Fidesz is currently a right-wing party, and it is national conservative while favouring interventionist policies on economic issues like handling of banks, and has a strong conservative stance on social issues, a soft Eurosceptic vision towards European integration, and has been described as right-wing populist. In the late 2010s, the party has increasingly been described as far-right; its ruling style has also been variously described as "soft fascism", "soft dictatorship", and "soft autocracy". The Fidesz party has denied such accusations and distanced itself from the extreme right, criticising such accusations as politically motivated opposition to its anti-immigrant policies and pursuit of illiberal democracy.

Illiberal democracy 

Orbán and other Fidesz politicians have prominently described their model of government as a Christian illiberal democracy.

Orbán has described liberal democracy as having undemocratic characteristics because of "being intolerant of alternative views", and being incompatible with and antithetical to Christian democracy (saying: "Christian democracy is, by definition, not liberal: it is, if you like, illiberal."), and praised Turkey, Russia, China, and Singapore as successful examples of illiberal states.

Economy 

Like the Hungarian right in general, Fidesz has been more skeptical of the neoliberal economic policies than the Hungarian left. According to researchers, the elites of the Hungarian left (the Hungarian Socialist Party and the former Alliance of Free Democrats) have been differentiated from the right by being more supportive of the classical liberal economic policies, while the right (especially extreme right) has advocated more economic interventionist policies. In contrast, on issues like church and state and family policies, the liberals show alignment along the traditional left–right spectrum. In the past, Fidesz has implemented several economic liberal policies, including an income flat tax, reductions in the corporate tax rate, restrictions on unemployment benefits, and privatisation of state-owned land.
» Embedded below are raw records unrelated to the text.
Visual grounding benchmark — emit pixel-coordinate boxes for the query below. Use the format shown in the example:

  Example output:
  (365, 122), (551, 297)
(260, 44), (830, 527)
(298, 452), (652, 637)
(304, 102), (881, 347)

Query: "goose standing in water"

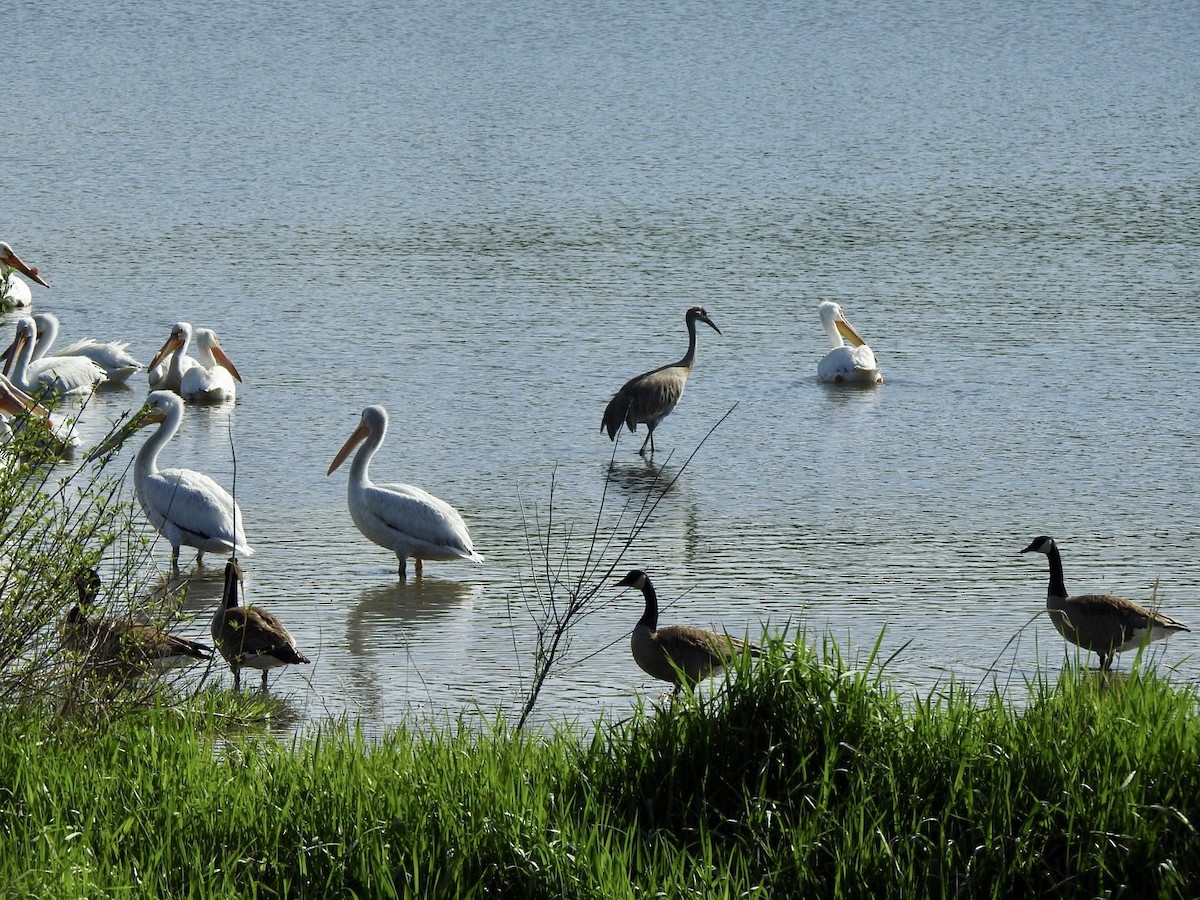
(0, 241), (50, 312)
(62, 569), (212, 671)
(600, 306), (721, 456)
(817, 300), (883, 384)
(1021, 535), (1190, 670)
(88, 391), (254, 576)
(325, 406), (484, 581)
(211, 559), (311, 691)
(617, 569), (760, 694)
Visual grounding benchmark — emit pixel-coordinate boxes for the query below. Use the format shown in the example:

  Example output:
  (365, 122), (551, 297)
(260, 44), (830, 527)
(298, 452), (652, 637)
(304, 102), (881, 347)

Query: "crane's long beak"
(0, 250), (50, 288)
(325, 425), (371, 475)
(834, 317), (866, 347)
(211, 344), (241, 382)
(146, 335), (184, 372)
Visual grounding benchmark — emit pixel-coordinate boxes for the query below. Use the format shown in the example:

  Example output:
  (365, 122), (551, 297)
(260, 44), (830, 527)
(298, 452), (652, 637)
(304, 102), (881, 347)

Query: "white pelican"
(179, 328), (241, 403)
(146, 322), (200, 394)
(0, 374), (79, 458)
(817, 300), (883, 384)
(600, 306), (721, 456)
(88, 391), (254, 575)
(210, 559), (312, 691)
(325, 406), (484, 580)
(34, 312), (142, 384)
(0, 241), (50, 312)
(5, 316), (108, 397)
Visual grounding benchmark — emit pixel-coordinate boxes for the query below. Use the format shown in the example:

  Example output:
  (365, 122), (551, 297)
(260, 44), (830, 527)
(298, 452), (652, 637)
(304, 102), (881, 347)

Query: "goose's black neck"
(637, 576), (659, 631)
(1046, 544), (1067, 598)
(223, 559), (241, 610)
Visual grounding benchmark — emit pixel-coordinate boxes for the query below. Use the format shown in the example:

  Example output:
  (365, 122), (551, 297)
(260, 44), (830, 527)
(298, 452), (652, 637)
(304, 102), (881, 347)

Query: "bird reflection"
(605, 457), (679, 494)
(346, 580), (482, 656)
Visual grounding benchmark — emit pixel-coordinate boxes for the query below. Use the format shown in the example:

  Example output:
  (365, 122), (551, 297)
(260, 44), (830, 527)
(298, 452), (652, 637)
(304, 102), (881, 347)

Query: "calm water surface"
(0, 0), (1200, 725)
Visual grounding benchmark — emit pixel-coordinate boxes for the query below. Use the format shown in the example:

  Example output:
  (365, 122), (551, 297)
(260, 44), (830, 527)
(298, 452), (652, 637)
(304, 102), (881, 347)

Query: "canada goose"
(212, 559), (311, 691)
(600, 306), (721, 456)
(62, 569), (212, 670)
(617, 569), (760, 694)
(817, 300), (883, 384)
(1021, 535), (1190, 670)
(325, 406), (484, 581)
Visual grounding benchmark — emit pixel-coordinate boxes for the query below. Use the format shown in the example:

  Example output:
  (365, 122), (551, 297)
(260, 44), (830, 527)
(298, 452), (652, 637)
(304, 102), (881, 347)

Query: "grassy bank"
(0, 647), (1200, 898)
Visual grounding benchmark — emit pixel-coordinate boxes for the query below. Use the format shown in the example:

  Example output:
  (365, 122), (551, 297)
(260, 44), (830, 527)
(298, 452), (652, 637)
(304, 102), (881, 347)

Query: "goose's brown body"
(617, 569), (758, 691)
(211, 559), (310, 690)
(1021, 535), (1190, 670)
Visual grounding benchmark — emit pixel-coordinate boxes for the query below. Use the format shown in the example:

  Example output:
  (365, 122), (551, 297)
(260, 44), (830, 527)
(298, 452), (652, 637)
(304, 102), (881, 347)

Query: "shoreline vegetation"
(0, 641), (1200, 898)
(0, 410), (1200, 898)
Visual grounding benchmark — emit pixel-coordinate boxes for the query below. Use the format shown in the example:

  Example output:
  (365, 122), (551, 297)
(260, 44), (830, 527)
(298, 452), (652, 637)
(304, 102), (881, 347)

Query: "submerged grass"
(0, 643), (1200, 898)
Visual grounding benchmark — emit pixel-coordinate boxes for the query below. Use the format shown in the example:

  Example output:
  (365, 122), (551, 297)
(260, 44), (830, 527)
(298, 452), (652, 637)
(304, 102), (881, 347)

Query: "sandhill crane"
(617, 569), (760, 694)
(1021, 535), (1190, 670)
(600, 306), (721, 456)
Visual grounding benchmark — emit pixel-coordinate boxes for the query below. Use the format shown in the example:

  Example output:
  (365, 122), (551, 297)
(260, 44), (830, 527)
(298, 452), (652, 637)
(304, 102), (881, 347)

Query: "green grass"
(0, 644), (1200, 898)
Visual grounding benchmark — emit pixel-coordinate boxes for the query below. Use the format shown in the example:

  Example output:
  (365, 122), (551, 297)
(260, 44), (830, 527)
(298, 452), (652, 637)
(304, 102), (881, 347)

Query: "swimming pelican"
(146, 322), (200, 394)
(817, 300), (883, 384)
(32, 312), (142, 385)
(1021, 535), (1190, 670)
(617, 569), (760, 694)
(61, 569), (212, 671)
(0, 241), (50, 312)
(325, 406), (484, 580)
(179, 328), (241, 403)
(210, 559), (311, 691)
(88, 391), (254, 575)
(5, 316), (108, 397)
(600, 306), (721, 456)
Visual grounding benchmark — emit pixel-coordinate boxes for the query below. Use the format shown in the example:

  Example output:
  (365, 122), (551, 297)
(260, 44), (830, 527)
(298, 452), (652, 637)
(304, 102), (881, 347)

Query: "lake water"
(0, 0), (1200, 727)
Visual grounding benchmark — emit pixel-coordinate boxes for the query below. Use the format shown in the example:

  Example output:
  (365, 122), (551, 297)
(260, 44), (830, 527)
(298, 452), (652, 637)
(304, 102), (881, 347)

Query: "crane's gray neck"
(1046, 544), (1067, 599)
(677, 316), (696, 371)
(637, 578), (659, 631)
The Fidesz government has embraced some government schemes, including "public works job program, pension hikes, utility bill cuts, a minimum wage increase and cash gifts for retirees." It has also implemented a national public works program aimed in particular at assisting neglected rural communities. It has sought national control of key economic sectors while assuming a cautious stance on economic globalisation.

Foreign policy

European Union 
Despite the conflict with the European People's Party and European Union (EU) institutions, Fidesz and the Orbán government have claimed to be not in conflict with, but purportedly in line with pan-European values. As he struggled to maintain rapport with the EPP, Orbán began forming a right-wing populist alliance to electorally challenge the conservative EU establishment despite voicing a desire for Fidesz to remain a member. Orbán and his government have clashed with the EU over the handling of the European migrant crisis and the death penalty, which is prohibited by EU rules.

Russia and Ukraine 
Hungary was the only EU member state to vote against financial aid for Ukraine during its conflict with Russia-sponsored separatists, and has been a vocal critic of EU sanctions against Russia for its actions in Ukraine. The main cause is that since 2017, relations with Ukraine rapidly deteriorated over the issue of the Hungarian minority in Ukraine. Hungary has been obstructing Ukraine's integration efforts in the EU and NATO, even though Hungary has also been continuously helping and supporting Ukraine, with an exceptional attention to Transcarpathia. Orbán has strongly criticized EU sanctions against Russia but abstained from vetoing them. The Fidesz government joined the UK-led diplomatic offensive after the Skripal poisoning, expelling Russian embassy officials. Orbán has hailed Russia as an exemplary case of illiberal democracy.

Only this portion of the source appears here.